On April 15, 2021, a plaintiff shareholder filed a securities class action lawsuit in the Southern District of New York against Chinese Nasdaq-listed bitcoin mining machine manufacturer Canaan, Inc. Among other things, the complaint (a copy of which can be found here) alleges that allegedly bullish company statements during the class period concealed that “due to ongoing supply chain disruptions” the company’s sales declined in the fourth quarter 2020. The supply chain disruptions involved mining machine chips. In public statements about the decline, the company said that COVID-19 had caused the supply chain disruptions. The complaint alleged that the company’s share price declined nearly 30% on news of the sales decline.
As we have seen in recent years as event-driven litigation has become such a prevalent part of securities class action litigation, anything that significantly disrupts business operations and affects financial results can lead to a securities lawsuit. Supply chain disruption is a widespread problem affecting the global marketplace, interfering with business operations at many companies. Merely having supply chain issues alone likely will not result in many companies getting sued, but companies that surprise the market about problems associated with supply chain disruption or that created expectations that are thwarted by supply chain issues may well get hit with securities suits. I strongly suspect that Romeo and Canaan are going to be far from the only companies that experience securities litigation in the coming months due to supply chain disruption.
Along those lines, supply chain disruption issues seem likely to continue and may even grow. The Suez Canal blockage underscores how vulnerable the global supply chain system is. The disruption from the winter storms in Texas also suggests that as extreme weather events become more widespread as a result of climate change, similar supply chain disruptions could become more common. Further supply chain disruptions could mean further corporate and securities litigation as well.

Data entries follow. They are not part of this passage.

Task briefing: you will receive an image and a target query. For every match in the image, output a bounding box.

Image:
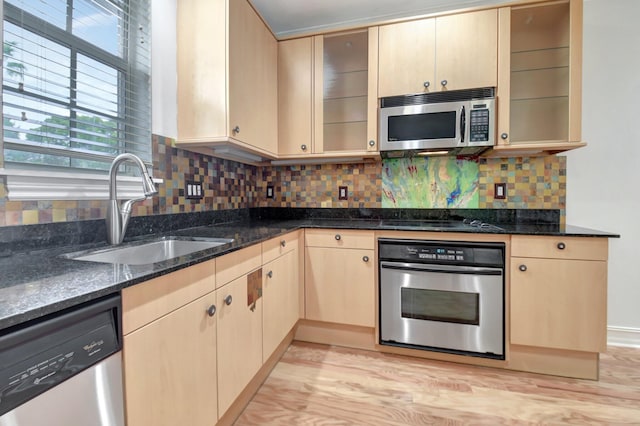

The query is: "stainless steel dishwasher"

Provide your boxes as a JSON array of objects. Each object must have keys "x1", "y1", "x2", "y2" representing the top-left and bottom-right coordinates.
[{"x1": 0, "y1": 295, "x2": 124, "y2": 426}]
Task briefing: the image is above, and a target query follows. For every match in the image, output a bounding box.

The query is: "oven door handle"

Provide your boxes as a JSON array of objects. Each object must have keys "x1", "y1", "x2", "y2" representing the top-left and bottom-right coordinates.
[{"x1": 380, "y1": 261, "x2": 503, "y2": 275}]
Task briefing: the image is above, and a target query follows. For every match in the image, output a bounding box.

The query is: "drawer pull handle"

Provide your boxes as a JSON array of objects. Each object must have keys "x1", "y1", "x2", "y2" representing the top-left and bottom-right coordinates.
[{"x1": 207, "y1": 305, "x2": 216, "y2": 317}]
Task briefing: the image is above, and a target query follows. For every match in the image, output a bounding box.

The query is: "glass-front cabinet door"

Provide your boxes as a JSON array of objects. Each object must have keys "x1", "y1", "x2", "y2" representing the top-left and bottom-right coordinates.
[{"x1": 497, "y1": 0, "x2": 583, "y2": 153}]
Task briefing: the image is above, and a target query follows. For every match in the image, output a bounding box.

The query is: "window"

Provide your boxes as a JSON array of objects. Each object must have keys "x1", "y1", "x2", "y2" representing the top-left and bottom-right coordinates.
[{"x1": 2, "y1": 0, "x2": 151, "y2": 172}]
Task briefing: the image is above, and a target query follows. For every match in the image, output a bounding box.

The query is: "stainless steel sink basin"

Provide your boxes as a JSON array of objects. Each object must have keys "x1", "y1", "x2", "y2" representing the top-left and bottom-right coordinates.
[{"x1": 65, "y1": 237, "x2": 233, "y2": 265}]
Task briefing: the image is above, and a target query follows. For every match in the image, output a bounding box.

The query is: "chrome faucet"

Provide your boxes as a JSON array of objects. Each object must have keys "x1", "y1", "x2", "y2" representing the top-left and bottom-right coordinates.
[{"x1": 107, "y1": 154, "x2": 158, "y2": 244}]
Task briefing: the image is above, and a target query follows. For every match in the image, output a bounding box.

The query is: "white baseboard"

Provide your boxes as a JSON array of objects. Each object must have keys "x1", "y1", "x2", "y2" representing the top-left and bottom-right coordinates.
[{"x1": 607, "y1": 326, "x2": 640, "y2": 348}]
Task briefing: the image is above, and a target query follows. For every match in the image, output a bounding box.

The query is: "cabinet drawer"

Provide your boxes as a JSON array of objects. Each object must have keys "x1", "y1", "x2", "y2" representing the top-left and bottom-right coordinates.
[
  {"x1": 216, "y1": 244, "x2": 262, "y2": 288},
  {"x1": 262, "y1": 231, "x2": 300, "y2": 264},
  {"x1": 305, "y1": 229, "x2": 375, "y2": 250},
  {"x1": 122, "y1": 259, "x2": 216, "y2": 335},
  {"x1": 511, "y1": 236, "x2": 609, "y2": 260}
]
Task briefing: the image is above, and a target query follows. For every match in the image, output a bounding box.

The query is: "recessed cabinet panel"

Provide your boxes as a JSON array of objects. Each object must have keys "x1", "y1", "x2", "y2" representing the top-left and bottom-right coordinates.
[
  {"x1": 378, "y1": 19, "x2": 436, "y2": 98},
  {"x1": 123, "y1": 292, "x2": 218, "y2": 426},
  {"x1": 305, "y1": 247, "x2": 375, "y2": 327},
  {"x1": 218, "y1": 272, "x2": 263, "y2": 413},
  {"x1": 434, "y1": 9, "x2": 498, "y2": 90},
  {"x1": 278, "y1": 37, "x2": 313, "y2": 155},
  {"x1": 511, "y1": 257, "x2": 607, "y2": 352}
]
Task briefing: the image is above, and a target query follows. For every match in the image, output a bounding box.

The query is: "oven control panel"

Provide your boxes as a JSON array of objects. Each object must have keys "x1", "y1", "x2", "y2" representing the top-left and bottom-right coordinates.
[
  {"x1": 378, "y1": 238, "x2": 504, "y2": 267},
  {"x1": 407, "y1": 247, "x2": 469, "y2": 262}
]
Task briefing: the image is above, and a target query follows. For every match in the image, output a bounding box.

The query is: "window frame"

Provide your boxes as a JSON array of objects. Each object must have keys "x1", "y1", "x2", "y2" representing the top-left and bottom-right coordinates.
[{"x1": 0, "y1": 0, "x2": 152, "y2": 178}]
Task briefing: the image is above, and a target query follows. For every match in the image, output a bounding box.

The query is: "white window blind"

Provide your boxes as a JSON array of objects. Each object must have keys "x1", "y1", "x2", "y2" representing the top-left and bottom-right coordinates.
[{"x1": 2, "y1": 0, "x2": 151, "y2": 171}]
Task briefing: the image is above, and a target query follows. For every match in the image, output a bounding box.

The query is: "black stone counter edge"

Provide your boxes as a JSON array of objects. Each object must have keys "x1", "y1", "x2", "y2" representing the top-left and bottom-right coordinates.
[{"x1": 0, "y1": 215, "x2": 619, "y2": 330}]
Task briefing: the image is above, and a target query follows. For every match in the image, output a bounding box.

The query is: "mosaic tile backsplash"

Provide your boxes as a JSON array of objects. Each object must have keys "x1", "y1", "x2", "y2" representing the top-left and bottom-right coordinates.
[{"x1": 0, "y1": 135, "x2": 566, "y2": 226}]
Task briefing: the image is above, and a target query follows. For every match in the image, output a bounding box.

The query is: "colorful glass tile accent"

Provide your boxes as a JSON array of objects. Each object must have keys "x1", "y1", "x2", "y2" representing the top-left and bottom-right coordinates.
[
  {"x1": 0, "y1": 135, "x2": 566, "y2": 226},
  {"x1": 382, "y1": 157, "x2": 479, "y2": 209}
]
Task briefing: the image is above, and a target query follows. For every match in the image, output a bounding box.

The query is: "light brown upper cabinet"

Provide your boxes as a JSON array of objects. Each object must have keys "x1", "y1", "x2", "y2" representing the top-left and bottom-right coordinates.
[
  {"x1": 176, "y1": 0, "x2": 278, "y2": 158},
  {"x1": 494, "y1": 0, "x2": 585, "y2": 155},
  {"x1": 278, "y1": 27, "x2": 378, "y2": 158},
  {"x1": 378, "y1": 9, "x2": 498, "y2": 97}
]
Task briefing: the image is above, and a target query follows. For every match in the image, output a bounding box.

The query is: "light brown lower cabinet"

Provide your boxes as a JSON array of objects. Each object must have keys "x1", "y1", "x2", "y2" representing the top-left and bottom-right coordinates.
[
  {"x1": 122, "y1": 261, "x2": 218, "y2": 426},
  {"x1": 305, "y1": 230, "x2": 376, "y2": 327},
  {"x1": 262, "y1": 250, "x2": 300, "y2": 361},
  {"x1": 216, "y1": 269, "x2": 262, "y2": 414},
  {"x1": 510, "y1": 236, "x2": 608, "y2": 352}
]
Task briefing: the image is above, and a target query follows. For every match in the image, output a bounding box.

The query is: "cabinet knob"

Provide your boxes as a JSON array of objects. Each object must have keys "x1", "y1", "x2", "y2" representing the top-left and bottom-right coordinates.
[{"x1": 207, "y1": 305, "x2": 216, "y2": 317}]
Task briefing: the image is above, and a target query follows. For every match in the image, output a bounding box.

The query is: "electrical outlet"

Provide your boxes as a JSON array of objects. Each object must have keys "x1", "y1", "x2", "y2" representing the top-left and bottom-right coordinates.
[
  {"x1": 184, "y1": 181, "x2": 204, "y2": 200},
  {"x1": 338, "y1": 186, "x2": 349, "y2": 200}
]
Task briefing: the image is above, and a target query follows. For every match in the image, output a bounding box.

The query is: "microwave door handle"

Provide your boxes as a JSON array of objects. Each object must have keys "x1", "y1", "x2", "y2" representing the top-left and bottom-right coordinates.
[{"x1": 460, "y1": 105, "x2": 467, "y2": 143}]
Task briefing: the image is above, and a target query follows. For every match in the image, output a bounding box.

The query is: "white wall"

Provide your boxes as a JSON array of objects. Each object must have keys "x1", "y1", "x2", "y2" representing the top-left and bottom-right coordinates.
[
  {"x1": 151, "y1": 0, "x2": 178, "y2": 139},
  {"x1": 567, "y1": 0, "x2": 640, "y2": 345}
]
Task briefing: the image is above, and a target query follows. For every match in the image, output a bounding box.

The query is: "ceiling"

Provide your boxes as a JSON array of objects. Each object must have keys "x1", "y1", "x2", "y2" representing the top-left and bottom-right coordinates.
[{"x1": 249, "y1": 0, "x2": 513, "y2": 39}]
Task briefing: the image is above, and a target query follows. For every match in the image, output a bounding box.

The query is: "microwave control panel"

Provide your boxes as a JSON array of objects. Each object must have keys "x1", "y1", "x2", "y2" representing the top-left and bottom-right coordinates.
[{"x1": 469, "y1": 105, "x2": 489, "y2": 142}]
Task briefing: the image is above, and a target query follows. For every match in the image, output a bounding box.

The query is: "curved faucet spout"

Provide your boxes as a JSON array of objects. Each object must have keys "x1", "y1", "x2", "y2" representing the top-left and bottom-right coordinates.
[{"x1": 106, "y1": 153, "x2": 158, "y2": 244}]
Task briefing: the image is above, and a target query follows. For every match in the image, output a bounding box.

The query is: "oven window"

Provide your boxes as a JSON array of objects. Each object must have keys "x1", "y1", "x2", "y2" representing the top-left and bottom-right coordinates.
[
  {"x1": 387, "y1": 111, "x2": 456, "y2": 141},
  {"x1": 400, "y1": 288, "x2": 480, "y2": 325}
]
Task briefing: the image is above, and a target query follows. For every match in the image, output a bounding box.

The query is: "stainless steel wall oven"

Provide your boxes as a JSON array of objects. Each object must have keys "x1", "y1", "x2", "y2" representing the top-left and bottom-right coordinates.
[{"x1": 378, "y1": 238, "x2": 505, "y2": 359}]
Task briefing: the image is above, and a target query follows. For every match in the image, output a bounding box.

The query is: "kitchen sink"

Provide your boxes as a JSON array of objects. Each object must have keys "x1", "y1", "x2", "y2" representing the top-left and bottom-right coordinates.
[{"x1": 64, "y1": 237, "x2": 234, "y2": 265}]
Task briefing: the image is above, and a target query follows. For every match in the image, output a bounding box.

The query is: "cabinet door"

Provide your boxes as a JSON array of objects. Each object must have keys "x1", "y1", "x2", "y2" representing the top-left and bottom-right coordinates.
[
  {"x1": 378, "y1": 19, "x2": 436, "y2": 98},
  {"x1": 511, "y1": 257, "x2": 607, "y2": 352},
  {"x1": 228, "y1": 0, "x2": 278, "y2": 153},
  {"x1": 176, "y1": 0, "x2": 228, "y2": 141},
  {"x1": 497, "y1": 0, "x2": 582, "y2": 149},
  {"x1": 434, "y1": 9, "x2": 498, "y2": 90},
  {"x1": 305, "y1": 247, "x2": 375, "y2": 327},
  {"x1": 218, "y1": 269, "x2": 262, "y2": 414},
  {"x1": 262, "y1": 250, "x2": 299, "y2": 361},
  {"x1": 123, "y1": 292, "x2": 218, "y2": 426},
  {"x1": 278, "y1": 37, "x2": 313, "y2": 155}
]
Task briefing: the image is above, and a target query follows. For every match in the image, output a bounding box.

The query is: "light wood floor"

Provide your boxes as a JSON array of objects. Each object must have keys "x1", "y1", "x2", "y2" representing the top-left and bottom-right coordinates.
[{"x1": 235, "y1": 342, "x2": 640, "y2": 426}]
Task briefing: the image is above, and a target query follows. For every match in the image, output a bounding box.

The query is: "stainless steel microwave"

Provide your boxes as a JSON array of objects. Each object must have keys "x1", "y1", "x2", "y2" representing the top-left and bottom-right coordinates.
[{"x1": 379, "y1": 87, "x2": 496, "y2": 157}]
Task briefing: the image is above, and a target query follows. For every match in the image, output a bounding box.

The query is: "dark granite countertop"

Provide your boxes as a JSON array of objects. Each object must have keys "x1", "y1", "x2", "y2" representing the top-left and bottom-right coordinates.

There are other ways that supply chain issues can lead to corporate and securities litigation, regulatory scrutiny, and enforcement actions. In thinking about these issues, it is important to keep in mind how supply chain disclosure has increasingly become a high-profile issue. For example, in the U.S., reporting companies have been required to incorporate disclosures about conflict minerals in their periodic reports for several years. In the same way, under the Modern Slavery Act 2018, Australian companies are subject to mandatory requirements to report publicly on the actions they have taken to address modern slavery risks in their operations and supply chains. The UK, which has had supply chain anti-slavery disclosure measures in place since 2015, recently moved to make slavery risk disclosure requirements mandatory.

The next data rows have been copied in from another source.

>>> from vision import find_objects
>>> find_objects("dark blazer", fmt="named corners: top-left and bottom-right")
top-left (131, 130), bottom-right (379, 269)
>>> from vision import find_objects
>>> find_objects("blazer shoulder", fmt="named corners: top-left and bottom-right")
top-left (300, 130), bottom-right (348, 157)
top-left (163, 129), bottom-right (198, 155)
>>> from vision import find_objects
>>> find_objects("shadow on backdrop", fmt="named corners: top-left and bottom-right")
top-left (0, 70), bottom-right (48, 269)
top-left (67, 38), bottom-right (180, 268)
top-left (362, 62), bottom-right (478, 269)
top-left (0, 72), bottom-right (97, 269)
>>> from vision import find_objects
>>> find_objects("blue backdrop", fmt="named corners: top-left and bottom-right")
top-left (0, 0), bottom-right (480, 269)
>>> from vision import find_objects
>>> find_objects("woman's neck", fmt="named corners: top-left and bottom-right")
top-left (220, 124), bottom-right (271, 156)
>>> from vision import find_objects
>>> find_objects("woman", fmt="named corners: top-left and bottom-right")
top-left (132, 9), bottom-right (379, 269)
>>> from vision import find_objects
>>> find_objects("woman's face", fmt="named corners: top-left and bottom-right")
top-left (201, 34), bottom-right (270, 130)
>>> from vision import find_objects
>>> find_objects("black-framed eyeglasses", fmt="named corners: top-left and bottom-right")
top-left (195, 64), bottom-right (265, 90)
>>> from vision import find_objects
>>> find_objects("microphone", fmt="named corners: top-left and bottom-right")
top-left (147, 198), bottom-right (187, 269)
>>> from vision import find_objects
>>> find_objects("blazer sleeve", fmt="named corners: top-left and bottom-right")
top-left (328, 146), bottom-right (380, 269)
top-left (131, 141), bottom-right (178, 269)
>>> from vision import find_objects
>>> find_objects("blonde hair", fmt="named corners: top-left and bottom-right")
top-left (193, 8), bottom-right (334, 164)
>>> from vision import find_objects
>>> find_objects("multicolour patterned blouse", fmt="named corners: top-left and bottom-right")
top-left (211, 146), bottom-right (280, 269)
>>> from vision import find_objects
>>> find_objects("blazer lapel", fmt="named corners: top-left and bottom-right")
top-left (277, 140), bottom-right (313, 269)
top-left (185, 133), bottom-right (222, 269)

These kind of disclosure requirements clearly create the risk of regulatory or enforcement action. All of these things, including in particular the recent litigation described above, suggests to me that supply chain issues could be an emerging source of potential corporate and securities litigation exposure. At a minimum, there is a risk that the current spate of supply chain disruption could lead to further litigation like the lawsuits recently filed against Romeo and Canaan.
One final note about the Canaan case; it not only is a supply chain disruption-related lawsuit, but it is also a COVID-19 related lawsuit as well. I have added it to my list of COVID-19-related cases. By my count, there have now been a total of 30 COVID-19-related securities class action lawsuits filed since March 2020.